After conducting limited discovery, the defendant lab companies moved to dismiss on the ground that the relator FLPA, its general partners, and its outside counsel should be disqualified from the suit because the suit was based, in part, on confidential client information from Unilab’s former general counsel. Defendants contended that Unilab’s former general counsel disclosed Unilab’s confidential information to which he was privy as general counsel to his partners at FLPA, to FLPA’s outside counsel, and to counsel for the United States, thereby breaching his duty of loyalty to his former client, and warranting dismissal of the qui tam complaint as a sanction for the ethical violation.

FLPA did not contest the characterization of some of this information as confidential, but claimed that because Unilab’s former general counsel had knowledge of a continuing crime, his disclosure fit within an exception to his duty of confidentiality, and thus did not violate ethical rules.

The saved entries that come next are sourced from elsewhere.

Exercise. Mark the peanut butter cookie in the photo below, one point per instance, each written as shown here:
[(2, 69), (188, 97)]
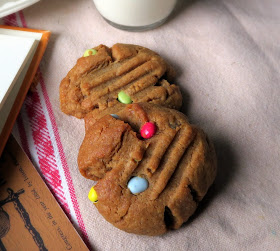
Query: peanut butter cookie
[(112, 77), (152, 167)]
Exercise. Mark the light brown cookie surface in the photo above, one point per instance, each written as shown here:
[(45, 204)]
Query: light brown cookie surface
[(94, 82), (178, 162)]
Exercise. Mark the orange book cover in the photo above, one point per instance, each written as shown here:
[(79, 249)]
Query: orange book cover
[(26, 83)]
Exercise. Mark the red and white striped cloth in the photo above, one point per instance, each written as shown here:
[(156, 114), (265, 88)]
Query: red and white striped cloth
[(227, 57), (38, 134)]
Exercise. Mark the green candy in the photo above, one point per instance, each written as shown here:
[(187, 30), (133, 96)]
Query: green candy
[(124, 98), (90, 52)]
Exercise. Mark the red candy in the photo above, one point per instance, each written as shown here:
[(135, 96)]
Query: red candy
[(148, 130)]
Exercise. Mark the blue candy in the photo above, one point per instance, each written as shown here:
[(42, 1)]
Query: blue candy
[(115, 116), (137, 185)]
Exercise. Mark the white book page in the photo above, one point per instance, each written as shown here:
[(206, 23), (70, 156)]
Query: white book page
[(17, 67), (14, 53)]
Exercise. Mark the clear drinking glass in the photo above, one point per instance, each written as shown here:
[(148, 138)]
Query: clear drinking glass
[(135, 15)]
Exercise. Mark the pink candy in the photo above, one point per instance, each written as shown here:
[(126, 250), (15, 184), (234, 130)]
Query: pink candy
[(148, 130)]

During his deposition, Unilab’s former general counsel testified that while he was initially hesitant about participating in the lawsuit because of his ethical obligations to Unilab, he “got confident” that he could join as a relator once he reviewed New York’s and the American Bar Association’s Rules of Professional Conduct. After that, he explained, “I intellectually concluded that I could spill my guts and disclose everything.” (Opinion, p. 12 (alterations omitted)).

The court rejected the former general counsel’s interpretation of the relevant ethical rules and held that his disclosures were too broad to fit within the continuing crime exception to the ethical rules. Specifically, the court held that the disclosure of confidential information dating back to 1996 went beyond the scope of information that Unilab’s former general counsel could have reasonably believed was necessary to prevent a crime in 2005. After ruling that the False Claims Act does not preempt state ethical rules, the court held that the appropriate remedy was to dismiss FLPA’s complaint and disqualify FLPA, its general partners, and its outside counsel from this suit and any subsequent suit based on these facts. The court observed that this remedy has no effect on the ability of the government to intervene and proceed against the defendants based on the allegations in the relator’s qui tam complaint, but noted in a footnote at the end of the opinion that factual issues with the complaint may give the government pause to proceed. This case highlights the importance for the defense of using limited discovery at the beginning of an action to test the relator’s allegations and set up a powerful dispositive motion early in the case.